Marquis recognizes that there are enormous problems in making one's moral case about abortion rest on the question of personhood. We simply don't have a clear enough understanding of personhood to do that. So, instead, Marquis begins by asking what is wrong with killing adults. What makes homocide so presumptively seriously immoral? His answer is this: it deprives someone of the future they would otherwise enjoy. And not just any future. It deprives them of a certain kind of future--what we'll call a human future.

But if the chief wrong-making property of killing an adult human being is that it deprives the individual killed of a human future, that immediately motivates Marquis's key question: What kind of future does a fetus have?

A human one, of course. All of us started out as fetuses. And every human fetus is on a developmental trajectorty to become "one of us," and as such has a future like ours. And this means that killing a fetus has the same wrong-making property that killing an adult has.

Now there are various ways to object to Marquis's argument, but the one I want to focus on--the one that's interested me the most--has to do with identity over time. If you kill me, you deprive me of my future--the future I'd otherwise have. There is, in other words, a victim here. Someone who is being deprived of something they'd otherwise enjoy. And in order for there to be a victim, the one who enjoys the future in question has to be the very same individual as the one who is killed. Marquis's argument here depends on positing identity over time. The question is this: At what point does the organism who possesses a future like ours come into existence?
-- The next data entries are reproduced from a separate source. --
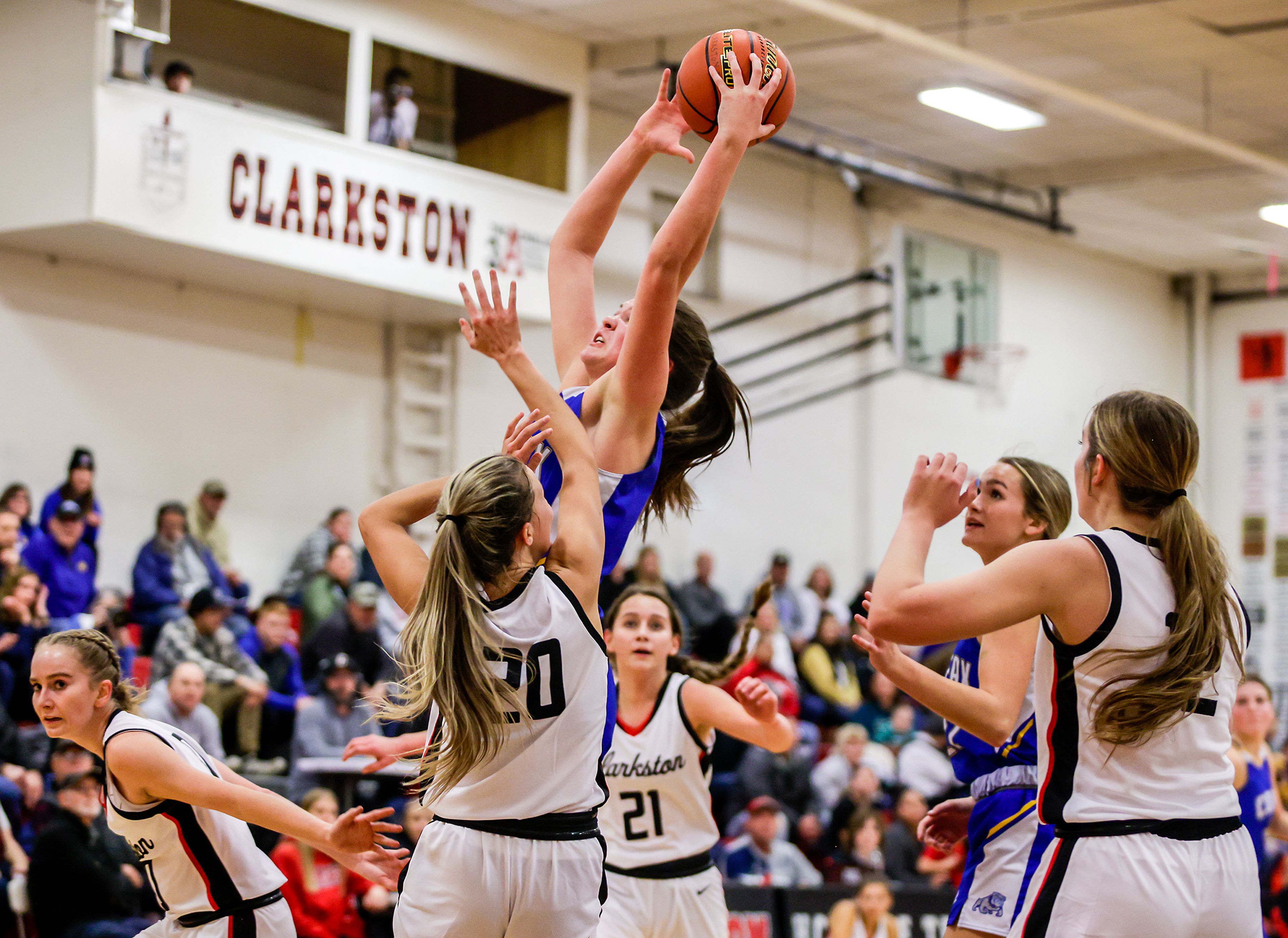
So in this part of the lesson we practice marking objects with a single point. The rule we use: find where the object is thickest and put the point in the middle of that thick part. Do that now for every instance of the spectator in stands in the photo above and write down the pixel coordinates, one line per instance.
(326, 592)
(818, 598)
(79, 888)
(867, 914)
(877, 707)
(788, 601)
(66, 565)
(830, 693)
(760, 859)
(78, 488)
(863, 794)
(173, 567)
(311, 556)
(208, 528)
(325, 728)
(901, 846)
(324, 896)
(711, 624)
(851, 749)
(178, 78)
(354, 630)
(17, 499)
(11, 542)
(860, 853)
(233, 682)
(178, 703)
(923, 763)
(270, 646)
(393, 114)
I'm inclined to say that this question is related to personhood (I've made an argument to this effect in conference presentations and have been working on a journal article on the topic). A necessary condition for A and B being the exact same individual is that A and B are essentially the same kind of thing. Since a person is an essentially different kind of thing than a corpse, the body that remains after I die won't be me. The question is when, on the other end of the course of my life, I came into being. I think the answer is this: whenever the biological organism developing in my mother's womb became a person.
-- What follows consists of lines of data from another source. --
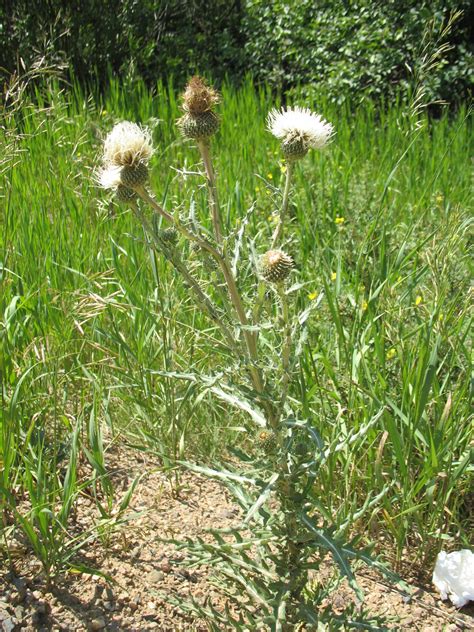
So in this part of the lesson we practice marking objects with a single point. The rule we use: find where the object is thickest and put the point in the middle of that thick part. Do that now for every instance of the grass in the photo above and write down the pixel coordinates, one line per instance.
(90, 316)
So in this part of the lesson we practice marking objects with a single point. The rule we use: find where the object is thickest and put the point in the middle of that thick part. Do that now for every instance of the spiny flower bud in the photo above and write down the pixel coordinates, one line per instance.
(276, 265)
(199, 121)
(267, 441)
(125, 194)
(199, 98)
(169, 235)
(199, 126)
(133, 176)
(294, 148)
(299, 129)
(127, 151)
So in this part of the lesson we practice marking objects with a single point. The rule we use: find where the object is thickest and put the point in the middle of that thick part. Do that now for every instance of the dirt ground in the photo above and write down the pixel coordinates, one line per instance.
(145, 570)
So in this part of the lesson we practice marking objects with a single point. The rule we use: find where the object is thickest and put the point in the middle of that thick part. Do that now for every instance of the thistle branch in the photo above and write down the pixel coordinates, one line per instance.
(202, 300)
(278, 233)
(203, 147)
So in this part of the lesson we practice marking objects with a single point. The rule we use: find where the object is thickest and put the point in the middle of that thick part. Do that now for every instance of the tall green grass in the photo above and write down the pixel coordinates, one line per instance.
(382, 220)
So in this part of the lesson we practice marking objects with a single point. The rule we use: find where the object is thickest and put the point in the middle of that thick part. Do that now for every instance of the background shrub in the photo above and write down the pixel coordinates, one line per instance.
(333, 47)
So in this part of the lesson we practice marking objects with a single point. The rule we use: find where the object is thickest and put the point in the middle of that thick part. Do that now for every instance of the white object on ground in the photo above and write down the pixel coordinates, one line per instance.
(453, 576)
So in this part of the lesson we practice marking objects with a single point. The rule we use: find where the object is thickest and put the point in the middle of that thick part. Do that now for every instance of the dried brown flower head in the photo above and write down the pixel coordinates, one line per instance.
(198, 97)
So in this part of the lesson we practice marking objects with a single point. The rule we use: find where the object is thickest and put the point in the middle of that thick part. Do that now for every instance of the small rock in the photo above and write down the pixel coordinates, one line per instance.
(165, 566)
(19, 612)
(135, 602)
(155, 577)
(97, 624)
(8, 625)
(21, 586)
And since the notion of personhood is difficult to explicate in uncontroversial terms, it follows that the question of when I came to be is a vexed one.

Marquis disagrees (and has expressed this disagreement in an e-mailed critique of my conference paper). He thinks that what is essential to me is not my personhood, but my status as a living human organism. So, on his view, when the living human organism came to exist, I came to exist (even if my personhood only came later). Given this view of things, Marquis thinks he can sidestep the vexing question of personhood and still argue that abortion is presumptively wrong.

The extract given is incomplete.